# Assignment 2
## Lauren Gripenstraw

In this notebook, I create an interactive dashboard using data on Santa Barbara and Goleta restaurants from the Yelp API.

First, I import the necessary packages.

In [None]:
import pandas as pd
import numpy as np
import matplotlib

from ipywidgets import widgets, interactive

The following is my function for reading in the data from the Yelp API. It was modified from the code provided on GitHub by Yelp for this purpose.

In [None]:



from __future__ import print_function

import argparse
import json
import pprint
import requests
import sys
import urllib



try:
    from urllib.error import HTTPError
    from urllib.parse import quote
    from urllib.parse import urlencode
except ImportError:
    from urllib2 import HTTPError
    from urllib import quote
    from urllib import urlencode


API_KEY= '8DTWnf5EuPNKEzu13U1225FpWzLryVmZbbu58HpF52S-kAQUMz1NsLz6GR_M5qxGHqkh2-d9fDIxuXAnNYahODuxnsri_PpGeN5u7OBWr56MrDOJPiQICLrJ_mXfWnYx'





API_HOST = 'https://api.yelp.com/v3'
SEARCH_PATH = '/businesses/search'
BUSINESS_PATH = '/v3/businesses/'  




def get_yelp_data(offset):
    
    
    host = API_HOST
    path = SEARCH_PATH
    api_key = API_KEY
    url = '{0}{1}'.format(host, quote(path.encode('utf8')))
    headers = {
        'Authorization': 'Bearer %s' % api_key
    }

    params = {"term": "restaurant",
              "offset":offset
              }
    
    print(u'Querying {0} ...'.format(url))

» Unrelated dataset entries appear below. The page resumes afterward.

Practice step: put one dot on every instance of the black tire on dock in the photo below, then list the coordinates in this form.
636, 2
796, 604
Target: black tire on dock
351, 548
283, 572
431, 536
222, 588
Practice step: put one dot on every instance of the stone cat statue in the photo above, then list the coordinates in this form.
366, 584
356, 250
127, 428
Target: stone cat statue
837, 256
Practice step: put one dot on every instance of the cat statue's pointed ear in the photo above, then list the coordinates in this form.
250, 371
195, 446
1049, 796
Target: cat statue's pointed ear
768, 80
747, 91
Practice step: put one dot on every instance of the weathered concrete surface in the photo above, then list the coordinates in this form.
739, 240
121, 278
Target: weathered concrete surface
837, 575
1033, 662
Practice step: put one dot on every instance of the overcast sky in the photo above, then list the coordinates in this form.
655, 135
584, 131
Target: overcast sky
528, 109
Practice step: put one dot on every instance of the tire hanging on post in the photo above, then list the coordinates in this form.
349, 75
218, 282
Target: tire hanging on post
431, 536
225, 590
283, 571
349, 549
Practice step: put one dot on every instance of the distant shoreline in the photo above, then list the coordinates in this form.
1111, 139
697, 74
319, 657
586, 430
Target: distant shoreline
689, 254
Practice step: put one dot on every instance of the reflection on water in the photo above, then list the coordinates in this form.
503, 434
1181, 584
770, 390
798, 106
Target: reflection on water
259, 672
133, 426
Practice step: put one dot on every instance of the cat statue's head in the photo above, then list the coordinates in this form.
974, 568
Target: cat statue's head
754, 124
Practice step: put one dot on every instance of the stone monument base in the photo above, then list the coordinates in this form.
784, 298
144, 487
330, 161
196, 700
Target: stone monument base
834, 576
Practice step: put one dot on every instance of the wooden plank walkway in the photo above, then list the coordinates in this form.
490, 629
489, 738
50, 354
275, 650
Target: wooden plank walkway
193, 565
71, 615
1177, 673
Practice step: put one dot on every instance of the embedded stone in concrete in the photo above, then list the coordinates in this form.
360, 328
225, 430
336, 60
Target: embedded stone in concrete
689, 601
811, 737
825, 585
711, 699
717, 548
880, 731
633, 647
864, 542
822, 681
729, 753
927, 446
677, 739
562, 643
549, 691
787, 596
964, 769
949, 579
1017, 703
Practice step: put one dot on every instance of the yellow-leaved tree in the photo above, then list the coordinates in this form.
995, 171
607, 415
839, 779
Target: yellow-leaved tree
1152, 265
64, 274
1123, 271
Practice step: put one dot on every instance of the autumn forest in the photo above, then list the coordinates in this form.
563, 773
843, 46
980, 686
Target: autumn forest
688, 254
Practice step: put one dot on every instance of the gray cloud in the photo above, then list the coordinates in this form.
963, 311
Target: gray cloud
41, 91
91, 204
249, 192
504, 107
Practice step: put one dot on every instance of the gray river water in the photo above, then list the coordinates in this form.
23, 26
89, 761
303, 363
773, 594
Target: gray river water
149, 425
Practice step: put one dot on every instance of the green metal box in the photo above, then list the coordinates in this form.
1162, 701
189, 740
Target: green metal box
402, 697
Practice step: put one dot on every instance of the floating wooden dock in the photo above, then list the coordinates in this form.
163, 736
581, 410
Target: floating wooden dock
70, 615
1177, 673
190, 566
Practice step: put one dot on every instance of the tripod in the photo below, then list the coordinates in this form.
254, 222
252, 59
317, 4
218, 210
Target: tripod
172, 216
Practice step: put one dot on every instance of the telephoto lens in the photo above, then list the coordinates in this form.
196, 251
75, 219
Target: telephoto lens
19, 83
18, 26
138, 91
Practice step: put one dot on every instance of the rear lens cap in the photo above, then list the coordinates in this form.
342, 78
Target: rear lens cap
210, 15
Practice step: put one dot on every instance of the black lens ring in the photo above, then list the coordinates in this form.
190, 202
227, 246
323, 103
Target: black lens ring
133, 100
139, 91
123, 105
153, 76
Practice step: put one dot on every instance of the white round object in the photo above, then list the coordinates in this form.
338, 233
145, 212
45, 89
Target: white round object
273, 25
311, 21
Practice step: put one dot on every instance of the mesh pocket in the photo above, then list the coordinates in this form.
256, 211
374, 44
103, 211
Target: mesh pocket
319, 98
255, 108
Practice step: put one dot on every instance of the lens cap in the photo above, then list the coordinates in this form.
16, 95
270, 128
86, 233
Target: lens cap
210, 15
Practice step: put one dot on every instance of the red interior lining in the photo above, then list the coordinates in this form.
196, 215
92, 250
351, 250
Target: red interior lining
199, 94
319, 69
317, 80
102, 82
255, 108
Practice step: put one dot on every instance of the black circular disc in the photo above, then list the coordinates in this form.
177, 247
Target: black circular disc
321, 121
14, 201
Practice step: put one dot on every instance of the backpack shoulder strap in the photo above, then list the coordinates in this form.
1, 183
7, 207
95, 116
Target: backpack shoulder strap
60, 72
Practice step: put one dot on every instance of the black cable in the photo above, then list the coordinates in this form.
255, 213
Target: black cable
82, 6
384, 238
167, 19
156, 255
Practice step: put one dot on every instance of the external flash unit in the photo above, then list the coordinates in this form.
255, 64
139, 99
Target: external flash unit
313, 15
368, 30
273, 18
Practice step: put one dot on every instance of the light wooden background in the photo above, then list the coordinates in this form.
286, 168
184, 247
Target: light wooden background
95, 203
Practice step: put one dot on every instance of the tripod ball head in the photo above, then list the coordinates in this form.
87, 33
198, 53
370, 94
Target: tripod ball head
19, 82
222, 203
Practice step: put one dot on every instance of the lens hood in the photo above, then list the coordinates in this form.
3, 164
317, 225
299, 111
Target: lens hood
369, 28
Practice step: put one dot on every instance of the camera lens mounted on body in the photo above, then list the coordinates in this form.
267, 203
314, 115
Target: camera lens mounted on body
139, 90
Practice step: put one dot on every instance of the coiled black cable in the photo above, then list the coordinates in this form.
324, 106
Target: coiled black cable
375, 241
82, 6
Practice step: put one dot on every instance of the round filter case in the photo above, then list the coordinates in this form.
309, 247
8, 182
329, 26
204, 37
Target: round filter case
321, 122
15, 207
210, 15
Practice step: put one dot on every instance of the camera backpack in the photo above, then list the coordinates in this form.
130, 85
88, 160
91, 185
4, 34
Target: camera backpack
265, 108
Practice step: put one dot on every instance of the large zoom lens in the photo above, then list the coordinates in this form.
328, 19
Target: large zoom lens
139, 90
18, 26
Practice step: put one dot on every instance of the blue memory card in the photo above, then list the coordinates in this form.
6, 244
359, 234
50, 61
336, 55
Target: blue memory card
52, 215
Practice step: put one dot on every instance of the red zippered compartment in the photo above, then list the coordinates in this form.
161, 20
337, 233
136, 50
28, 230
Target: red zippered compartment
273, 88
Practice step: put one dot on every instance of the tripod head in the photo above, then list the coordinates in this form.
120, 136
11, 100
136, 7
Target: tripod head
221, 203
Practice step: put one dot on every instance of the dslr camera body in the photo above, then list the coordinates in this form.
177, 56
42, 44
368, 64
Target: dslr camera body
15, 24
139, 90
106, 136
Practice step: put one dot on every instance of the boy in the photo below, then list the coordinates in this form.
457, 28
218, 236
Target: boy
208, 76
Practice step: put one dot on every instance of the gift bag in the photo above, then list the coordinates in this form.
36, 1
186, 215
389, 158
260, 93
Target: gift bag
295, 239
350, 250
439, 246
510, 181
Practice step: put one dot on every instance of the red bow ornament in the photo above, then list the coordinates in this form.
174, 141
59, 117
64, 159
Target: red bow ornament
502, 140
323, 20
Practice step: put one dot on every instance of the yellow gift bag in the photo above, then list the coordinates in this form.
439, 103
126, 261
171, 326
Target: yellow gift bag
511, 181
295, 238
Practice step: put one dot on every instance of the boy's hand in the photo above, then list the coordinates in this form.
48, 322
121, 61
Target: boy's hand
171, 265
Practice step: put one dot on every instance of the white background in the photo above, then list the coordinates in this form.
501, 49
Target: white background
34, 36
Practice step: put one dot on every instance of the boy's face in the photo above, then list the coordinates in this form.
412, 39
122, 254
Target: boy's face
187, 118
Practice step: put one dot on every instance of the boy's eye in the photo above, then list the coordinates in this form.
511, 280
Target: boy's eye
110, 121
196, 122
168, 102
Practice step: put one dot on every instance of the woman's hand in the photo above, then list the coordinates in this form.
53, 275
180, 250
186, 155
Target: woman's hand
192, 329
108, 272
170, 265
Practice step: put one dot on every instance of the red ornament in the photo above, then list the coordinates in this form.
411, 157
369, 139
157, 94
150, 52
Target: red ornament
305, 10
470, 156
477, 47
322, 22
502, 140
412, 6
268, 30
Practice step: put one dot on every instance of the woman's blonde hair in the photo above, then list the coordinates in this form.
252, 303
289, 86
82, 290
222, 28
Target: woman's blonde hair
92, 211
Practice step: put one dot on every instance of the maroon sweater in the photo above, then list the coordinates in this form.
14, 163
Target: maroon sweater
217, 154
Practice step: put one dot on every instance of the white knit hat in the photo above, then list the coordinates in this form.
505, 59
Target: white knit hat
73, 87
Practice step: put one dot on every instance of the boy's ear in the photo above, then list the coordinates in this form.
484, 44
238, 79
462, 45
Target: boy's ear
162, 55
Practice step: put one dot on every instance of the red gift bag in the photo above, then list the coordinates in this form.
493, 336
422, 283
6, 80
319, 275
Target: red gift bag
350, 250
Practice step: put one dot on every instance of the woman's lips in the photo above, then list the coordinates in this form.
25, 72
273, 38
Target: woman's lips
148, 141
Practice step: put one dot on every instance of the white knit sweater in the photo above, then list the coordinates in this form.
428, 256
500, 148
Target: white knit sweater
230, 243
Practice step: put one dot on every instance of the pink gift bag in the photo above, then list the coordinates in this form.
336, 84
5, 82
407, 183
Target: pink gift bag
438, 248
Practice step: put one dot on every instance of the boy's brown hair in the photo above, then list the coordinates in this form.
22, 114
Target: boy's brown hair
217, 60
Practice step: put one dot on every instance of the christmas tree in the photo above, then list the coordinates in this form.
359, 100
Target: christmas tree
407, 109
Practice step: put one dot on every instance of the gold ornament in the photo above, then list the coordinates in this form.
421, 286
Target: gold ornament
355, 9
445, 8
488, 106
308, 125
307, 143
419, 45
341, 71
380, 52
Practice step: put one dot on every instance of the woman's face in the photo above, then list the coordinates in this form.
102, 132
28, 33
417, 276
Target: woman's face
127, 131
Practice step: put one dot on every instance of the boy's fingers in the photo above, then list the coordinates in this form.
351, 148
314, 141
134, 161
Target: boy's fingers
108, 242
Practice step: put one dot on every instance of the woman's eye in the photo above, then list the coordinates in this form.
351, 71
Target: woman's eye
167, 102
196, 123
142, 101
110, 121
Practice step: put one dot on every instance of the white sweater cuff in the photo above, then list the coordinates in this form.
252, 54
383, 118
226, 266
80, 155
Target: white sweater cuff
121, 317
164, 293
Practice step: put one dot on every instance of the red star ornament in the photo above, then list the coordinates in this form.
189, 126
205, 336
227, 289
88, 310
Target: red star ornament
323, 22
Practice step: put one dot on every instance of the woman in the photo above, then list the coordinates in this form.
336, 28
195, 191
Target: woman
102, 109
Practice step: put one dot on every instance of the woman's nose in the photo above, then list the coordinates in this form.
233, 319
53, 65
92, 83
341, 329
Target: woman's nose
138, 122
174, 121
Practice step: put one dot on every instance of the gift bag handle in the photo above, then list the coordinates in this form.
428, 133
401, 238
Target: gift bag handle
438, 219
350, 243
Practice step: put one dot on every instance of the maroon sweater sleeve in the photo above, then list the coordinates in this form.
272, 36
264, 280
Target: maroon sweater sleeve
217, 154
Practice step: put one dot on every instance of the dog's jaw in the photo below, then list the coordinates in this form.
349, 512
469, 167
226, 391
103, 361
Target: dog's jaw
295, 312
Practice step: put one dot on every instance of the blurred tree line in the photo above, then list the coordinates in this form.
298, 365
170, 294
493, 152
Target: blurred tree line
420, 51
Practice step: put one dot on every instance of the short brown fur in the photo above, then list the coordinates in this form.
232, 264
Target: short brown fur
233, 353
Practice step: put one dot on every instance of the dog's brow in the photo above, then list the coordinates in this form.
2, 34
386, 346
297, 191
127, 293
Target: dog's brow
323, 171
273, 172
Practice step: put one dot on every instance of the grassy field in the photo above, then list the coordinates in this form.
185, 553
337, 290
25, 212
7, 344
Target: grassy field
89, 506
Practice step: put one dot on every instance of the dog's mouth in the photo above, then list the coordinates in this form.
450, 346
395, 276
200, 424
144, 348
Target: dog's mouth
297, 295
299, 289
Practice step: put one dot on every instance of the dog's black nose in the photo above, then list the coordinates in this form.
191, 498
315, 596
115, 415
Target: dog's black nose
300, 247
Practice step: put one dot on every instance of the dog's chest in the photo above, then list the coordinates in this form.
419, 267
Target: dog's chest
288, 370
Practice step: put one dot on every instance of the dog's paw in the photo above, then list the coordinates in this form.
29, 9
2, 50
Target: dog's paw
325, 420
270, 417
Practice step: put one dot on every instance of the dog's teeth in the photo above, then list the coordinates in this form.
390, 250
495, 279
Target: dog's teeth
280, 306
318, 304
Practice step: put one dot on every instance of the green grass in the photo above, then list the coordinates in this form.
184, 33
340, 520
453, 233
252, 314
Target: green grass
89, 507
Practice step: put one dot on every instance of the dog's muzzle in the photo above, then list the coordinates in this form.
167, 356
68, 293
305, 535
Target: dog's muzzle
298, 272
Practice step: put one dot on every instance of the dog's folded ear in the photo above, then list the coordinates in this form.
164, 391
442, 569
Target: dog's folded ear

    response = requests.request('GET', "https://api.yelp.com/v3/businesses/search?location=Santa Barbara+Goleta&limit=50&sort=0", params = params, headers = headers)
    return response.json()


In [None]:
i = 0

The following is a loop to read in as much data as Yelp would allow me.

In [None]:
while (i <= 150):
    new_yelp_data = get_yelp_data(i)
    if (i == 0):
        yelp_data_all = new_yelp_data
    else:
        yelp_data_all = dict(yelp_data_all, **new_yelp_data)
    i += 50

Here I change the "businesses" component of the gathered data from a dict to a Pandas DataFrame.

In [None]:
yelp_data = pd.DataFrame.from_dict(yelp_data_all["businesses"])

Just checking that everything is correct.

In [None]:
yelp_data.head()

Here I am selecting only the columns I am interested in. I selected the columns that display category, location, name, rating and price.

In [None]:
yelp_data_clean = pd.DataFrame(yelp_data.iloc[:, [1, 8, 9, 11, 12]])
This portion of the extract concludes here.